At 3:30 I took meself to Manchester Airport to await me cousin. And, the 5:45 shuttle came in WITHOUT me cousin on it. Here we go again I thought. Me phone rang and me father was on the other end to tell me that cousin rang his neighbour Elly (in Ireland) to ring me Da to tell him that he had missed the standby because it was fully booked, but about to board another flight in 30 minutes.

Was he meaning thirty minutes from the flight he missed or, thirty minutes from the time he rang Elly, or Elly rang me Da? Or me Da rang me? No one knew. "Stay there Gabe, I be sure he'll show up sometime. OH, and if I hear from him I'll ring ya."

Well, gee thanks a lot DA.

I got me to thinking. Elly? I realised Elly was me stupid cousin's neighbour back home. What the hell? Was he still THERE? What possess him to ring HER and not ME? I be the one sitting like a horse's arse at the airport watching people I don't know embarking and disembarking like I have this strange fascination with watching people board and de-board planes. NOT to mention the security people watching ME.

I decided to stay put but in the food court. I ate junk food the entire time, getting angrier and angrier by the hour. There was not enough time to drive home, I would have to turn around and go back. I decided Sean could ring me when he arrived and find me.

About 6:30 me phone rings and it is him. He's arrived, "FINALLY." Good I said, I be at the food court on the upper level. Ok, says he and off he is going to meet me. I pocketed me phone and sat there munching a burger waiting and waiting and waiting and waiting. No Sean. I got me phone out and dialled his number. I get this hushed voice saying, "Gabe, I be on the shuttle flight to Logan, I can't use me phone."

SHUTTLE FLIGHT TO LOGAN? IN BOSTON? For God's sakes alive. Did he arrive here and then board a shuttle to Boston? I was near beside meself. That meant another 45 minutes of hamburgers or finger chewing until he got back on another shuttle and arrived BACK at Manchester. I thought. I had no clue.

Well, he finally arrived somewhere around 7:50 and it doesn't end there. When we finally got to baggage claim it was closed. It was surreal! I was so pissed at him as it was, now this! The next morning (today) me and the wife went back around 8 a.m. (we were up because of our own Airport), to get Sean's SIX SUITCASES (for three days stay mind you).

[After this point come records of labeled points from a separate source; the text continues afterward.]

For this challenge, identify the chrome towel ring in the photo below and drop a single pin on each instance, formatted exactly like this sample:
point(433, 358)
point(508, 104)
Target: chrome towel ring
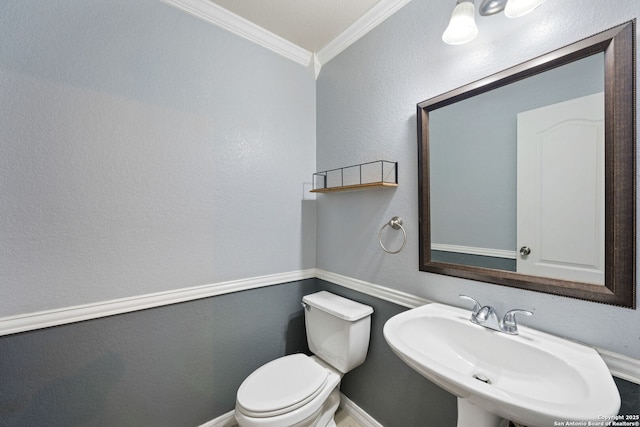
point(395, 223)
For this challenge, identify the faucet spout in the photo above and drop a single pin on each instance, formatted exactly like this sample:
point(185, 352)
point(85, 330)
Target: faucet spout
point(488, 317)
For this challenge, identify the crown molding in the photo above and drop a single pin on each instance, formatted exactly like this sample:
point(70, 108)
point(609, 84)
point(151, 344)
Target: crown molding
point(374, 17)
point(217, 15)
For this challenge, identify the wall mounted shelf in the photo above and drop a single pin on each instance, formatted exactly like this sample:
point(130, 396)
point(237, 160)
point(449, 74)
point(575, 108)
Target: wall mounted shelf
point(377, 174)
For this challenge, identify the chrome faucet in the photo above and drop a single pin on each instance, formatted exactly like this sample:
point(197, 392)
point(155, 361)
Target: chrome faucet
point(488, 317)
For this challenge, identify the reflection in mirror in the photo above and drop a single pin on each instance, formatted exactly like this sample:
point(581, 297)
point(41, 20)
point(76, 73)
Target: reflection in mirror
point(478, 183)
point(526, 180)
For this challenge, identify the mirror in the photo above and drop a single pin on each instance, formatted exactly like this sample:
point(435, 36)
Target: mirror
point(527, 177)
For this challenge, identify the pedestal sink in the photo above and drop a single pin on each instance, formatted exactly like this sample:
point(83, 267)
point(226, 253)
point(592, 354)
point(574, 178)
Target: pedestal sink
point(534, 379)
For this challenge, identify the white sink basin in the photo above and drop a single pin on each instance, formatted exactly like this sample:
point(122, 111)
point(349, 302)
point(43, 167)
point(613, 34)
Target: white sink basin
point(535, 379)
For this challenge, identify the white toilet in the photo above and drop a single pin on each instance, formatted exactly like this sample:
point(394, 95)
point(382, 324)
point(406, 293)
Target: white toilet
point(298, 390)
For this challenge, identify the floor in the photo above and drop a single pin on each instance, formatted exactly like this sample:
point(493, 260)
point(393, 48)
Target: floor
point(344, 420)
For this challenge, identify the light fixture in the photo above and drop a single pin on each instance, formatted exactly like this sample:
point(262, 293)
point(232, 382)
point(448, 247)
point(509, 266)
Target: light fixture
point(462, 26)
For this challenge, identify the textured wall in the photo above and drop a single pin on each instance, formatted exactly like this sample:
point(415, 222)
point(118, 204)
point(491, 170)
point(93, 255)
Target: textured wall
point(366, 107)
point(144, 150)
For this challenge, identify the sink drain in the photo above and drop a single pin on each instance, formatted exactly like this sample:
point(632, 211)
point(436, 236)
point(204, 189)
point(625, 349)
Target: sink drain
point(482, 378)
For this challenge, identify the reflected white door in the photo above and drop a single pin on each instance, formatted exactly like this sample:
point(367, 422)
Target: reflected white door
point(561, 190)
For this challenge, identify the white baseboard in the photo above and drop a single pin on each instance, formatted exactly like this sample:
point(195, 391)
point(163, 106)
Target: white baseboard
point(470, 250)
point(224, 420)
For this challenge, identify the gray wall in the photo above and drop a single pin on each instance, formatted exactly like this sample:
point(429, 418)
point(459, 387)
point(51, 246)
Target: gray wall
point(144, 150)
point(181, 365)
point(177, 365)
point(366, 109)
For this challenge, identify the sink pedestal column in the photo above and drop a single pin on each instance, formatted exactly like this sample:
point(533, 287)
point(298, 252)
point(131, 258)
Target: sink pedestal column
point(470, 415)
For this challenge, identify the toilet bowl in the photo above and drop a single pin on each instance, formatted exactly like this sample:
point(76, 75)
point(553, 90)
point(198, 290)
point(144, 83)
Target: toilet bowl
point(295, 390)
point(303, 391)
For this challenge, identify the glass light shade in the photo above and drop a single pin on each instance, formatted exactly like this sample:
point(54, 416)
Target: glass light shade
point(518, 8)
point(462, 27)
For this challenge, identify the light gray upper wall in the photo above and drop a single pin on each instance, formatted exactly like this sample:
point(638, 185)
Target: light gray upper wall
point(144, 150)
point(366, 110)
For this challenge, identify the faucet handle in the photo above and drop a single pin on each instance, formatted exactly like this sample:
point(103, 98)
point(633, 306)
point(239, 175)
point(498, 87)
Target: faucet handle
point(476, 305)
point(509, 324)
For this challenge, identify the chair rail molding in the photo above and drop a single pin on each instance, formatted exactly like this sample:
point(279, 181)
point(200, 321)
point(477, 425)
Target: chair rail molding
point(621, 366)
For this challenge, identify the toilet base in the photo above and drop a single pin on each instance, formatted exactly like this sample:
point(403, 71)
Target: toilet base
point(329, 410)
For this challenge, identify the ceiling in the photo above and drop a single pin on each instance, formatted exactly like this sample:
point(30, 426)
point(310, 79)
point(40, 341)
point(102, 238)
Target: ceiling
point(309, 32)
point(310, 24)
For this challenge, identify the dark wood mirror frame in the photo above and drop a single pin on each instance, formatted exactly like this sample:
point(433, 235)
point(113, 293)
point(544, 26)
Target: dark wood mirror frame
point(618, 45)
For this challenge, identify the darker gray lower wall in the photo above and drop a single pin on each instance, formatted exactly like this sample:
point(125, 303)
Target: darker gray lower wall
point(181, 365)
point(172, 366)
point(384, 386)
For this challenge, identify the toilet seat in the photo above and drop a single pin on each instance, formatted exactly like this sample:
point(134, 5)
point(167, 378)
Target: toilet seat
point(281, 386)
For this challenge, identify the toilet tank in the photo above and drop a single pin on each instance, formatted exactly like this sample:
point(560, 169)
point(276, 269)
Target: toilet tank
point(338, 329)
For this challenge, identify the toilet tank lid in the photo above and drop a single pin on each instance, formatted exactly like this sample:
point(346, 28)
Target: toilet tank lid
point(338, 306)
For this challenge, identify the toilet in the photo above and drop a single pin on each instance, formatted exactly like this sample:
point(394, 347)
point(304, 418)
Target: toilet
point(299, 390)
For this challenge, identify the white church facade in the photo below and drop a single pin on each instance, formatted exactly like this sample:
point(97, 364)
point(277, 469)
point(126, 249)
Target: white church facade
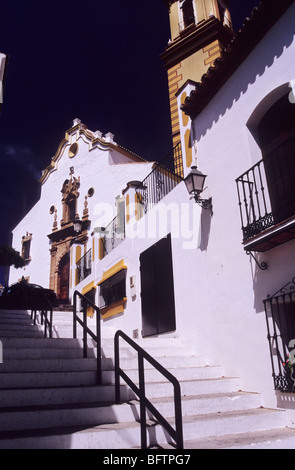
point(217, 269)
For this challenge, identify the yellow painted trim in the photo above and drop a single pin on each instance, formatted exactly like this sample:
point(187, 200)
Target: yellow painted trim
point(78, 253)
point(114, 309)
point(188, 148)
point(101, 251)
point(127, 209)
point(88, 288)
point(113, 270)
point(93, 249)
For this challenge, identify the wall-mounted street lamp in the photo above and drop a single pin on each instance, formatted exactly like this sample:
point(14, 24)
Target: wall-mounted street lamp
point(194, 182)
point(77, 226)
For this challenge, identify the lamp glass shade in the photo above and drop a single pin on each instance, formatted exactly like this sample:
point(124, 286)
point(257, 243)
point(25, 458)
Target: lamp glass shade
point(195, 181)
point(77, 226)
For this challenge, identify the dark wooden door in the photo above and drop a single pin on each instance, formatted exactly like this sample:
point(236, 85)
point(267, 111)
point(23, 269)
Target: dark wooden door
point(64, 276)
point(157, 289)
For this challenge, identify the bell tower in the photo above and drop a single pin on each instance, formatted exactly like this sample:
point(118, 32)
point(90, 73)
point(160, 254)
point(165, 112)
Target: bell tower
point(200, 29)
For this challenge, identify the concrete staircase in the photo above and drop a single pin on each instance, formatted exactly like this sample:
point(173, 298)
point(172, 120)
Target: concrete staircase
point(49, 398)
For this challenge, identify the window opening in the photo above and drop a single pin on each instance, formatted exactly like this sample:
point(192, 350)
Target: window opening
point(188, 13)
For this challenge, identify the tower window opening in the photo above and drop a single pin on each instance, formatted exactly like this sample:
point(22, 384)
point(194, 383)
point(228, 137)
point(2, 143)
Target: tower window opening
point(221, 9)
point(188, 13)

I gotta tell ya, we both were not happy campers. Sean was home cutting z's because me Mam insisted we let the "poor flight weary laddie sleep his jet leg off." Yes, jet leg, you heard me, me own Mam calls it that. When I corrected her it was jet lag, she slagged it off and called me names for being a know-it-all. So to this day it be jet leg. So good, he could sleep it off because by the time he did, it would be time for him to get back on a plane and get jet leg all over again.

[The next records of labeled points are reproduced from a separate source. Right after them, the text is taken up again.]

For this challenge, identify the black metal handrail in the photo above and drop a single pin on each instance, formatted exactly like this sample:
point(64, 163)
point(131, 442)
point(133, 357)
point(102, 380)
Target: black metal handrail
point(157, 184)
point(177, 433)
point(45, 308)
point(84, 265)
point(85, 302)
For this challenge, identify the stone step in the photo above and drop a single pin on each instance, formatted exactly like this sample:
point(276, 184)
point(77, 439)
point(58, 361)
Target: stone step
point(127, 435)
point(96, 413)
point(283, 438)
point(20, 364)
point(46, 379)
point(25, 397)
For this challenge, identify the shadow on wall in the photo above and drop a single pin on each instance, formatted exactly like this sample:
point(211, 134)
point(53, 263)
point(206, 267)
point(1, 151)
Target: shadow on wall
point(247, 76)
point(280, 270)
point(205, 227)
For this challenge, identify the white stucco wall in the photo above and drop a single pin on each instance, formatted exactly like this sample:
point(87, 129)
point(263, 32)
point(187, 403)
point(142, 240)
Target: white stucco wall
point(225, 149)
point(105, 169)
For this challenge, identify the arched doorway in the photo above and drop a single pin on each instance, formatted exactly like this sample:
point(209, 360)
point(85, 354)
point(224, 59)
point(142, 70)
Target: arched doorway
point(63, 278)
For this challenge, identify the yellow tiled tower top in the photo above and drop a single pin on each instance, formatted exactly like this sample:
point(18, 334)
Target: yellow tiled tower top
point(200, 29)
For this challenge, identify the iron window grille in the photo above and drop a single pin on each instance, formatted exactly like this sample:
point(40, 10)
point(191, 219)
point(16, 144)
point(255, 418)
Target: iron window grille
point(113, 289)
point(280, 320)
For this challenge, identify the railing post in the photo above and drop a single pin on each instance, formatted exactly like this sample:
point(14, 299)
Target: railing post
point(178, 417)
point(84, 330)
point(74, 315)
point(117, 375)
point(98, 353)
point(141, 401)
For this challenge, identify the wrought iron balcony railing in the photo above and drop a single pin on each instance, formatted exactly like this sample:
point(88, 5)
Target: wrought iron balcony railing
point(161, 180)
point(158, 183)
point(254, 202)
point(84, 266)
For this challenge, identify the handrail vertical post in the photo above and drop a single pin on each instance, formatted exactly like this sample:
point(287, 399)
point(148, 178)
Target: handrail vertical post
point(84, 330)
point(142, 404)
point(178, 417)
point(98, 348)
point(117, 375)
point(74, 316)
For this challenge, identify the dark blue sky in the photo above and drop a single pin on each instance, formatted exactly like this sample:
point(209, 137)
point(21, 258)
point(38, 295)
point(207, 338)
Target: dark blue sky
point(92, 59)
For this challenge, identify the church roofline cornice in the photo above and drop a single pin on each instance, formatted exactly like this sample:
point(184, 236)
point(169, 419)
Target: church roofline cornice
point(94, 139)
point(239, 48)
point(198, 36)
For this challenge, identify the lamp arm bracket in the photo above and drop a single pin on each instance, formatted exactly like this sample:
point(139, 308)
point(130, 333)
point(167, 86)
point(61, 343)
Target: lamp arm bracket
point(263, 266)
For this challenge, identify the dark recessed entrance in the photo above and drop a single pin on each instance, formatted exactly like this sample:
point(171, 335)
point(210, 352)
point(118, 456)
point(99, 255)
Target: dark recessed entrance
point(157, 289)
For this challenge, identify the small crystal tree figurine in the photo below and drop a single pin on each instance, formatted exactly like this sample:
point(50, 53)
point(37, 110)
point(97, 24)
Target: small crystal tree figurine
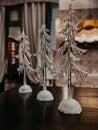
point(44, 57)
point(68, 64)
point(24, 59)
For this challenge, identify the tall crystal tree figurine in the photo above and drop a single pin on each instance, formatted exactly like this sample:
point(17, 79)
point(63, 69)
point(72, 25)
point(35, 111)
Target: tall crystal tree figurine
point(68, 63)
point(24, 61)
point(44, 55)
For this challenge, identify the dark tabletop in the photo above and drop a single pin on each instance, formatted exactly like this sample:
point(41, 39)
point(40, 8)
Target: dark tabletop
point(24, 112)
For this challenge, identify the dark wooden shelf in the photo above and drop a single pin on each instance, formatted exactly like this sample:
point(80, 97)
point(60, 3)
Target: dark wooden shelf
point(24, 112)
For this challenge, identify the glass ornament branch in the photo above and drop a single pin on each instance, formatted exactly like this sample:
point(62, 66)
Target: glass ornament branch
point(69, 49)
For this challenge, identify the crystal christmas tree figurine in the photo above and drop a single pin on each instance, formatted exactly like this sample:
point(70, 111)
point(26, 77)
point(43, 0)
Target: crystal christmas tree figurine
point(44, 55)
point(24, 62)
point(67, 63)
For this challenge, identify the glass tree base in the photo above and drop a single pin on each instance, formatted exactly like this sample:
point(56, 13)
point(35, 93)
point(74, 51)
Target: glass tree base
point(70, 106)
point(25, 89)
point(45, 95)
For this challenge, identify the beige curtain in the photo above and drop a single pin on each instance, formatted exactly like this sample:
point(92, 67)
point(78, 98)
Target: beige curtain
point(2, 42)
point(34, 17)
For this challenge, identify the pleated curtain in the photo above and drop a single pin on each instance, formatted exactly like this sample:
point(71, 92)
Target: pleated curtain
point(33, 17)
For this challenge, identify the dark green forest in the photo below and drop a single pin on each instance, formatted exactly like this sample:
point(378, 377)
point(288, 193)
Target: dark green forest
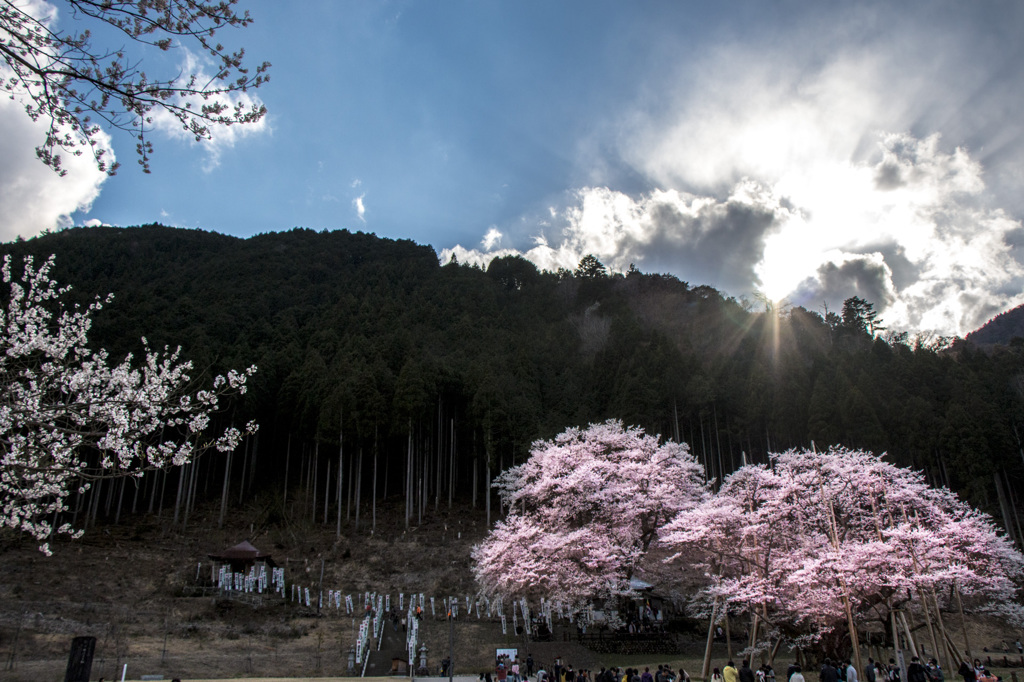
point(426, 379)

Tonya was puffy eyed this morning from being up late to watch Dick Clark (which if you saw the man, you'd understand what me Mam meant when she turned to me Da and told him if he didn't stop eating American junk snacks he'd end up like that "poor American with slurred speech") and we couldn't go off to bed BECAUSE the old folks were wide awake from taking naps all day, and me idiot cousin Sean had slept the day away, so why should Ton and I (who had been up most of the night with the wee tyke) get any rest I want you to know. GOD.

They ALL go home on Wednesday, do you hear me? WEDNESDAY and me life returns to normal, or as normal as it can be. But until then I have more days of these people who are driving me and the wife up a very tall wall.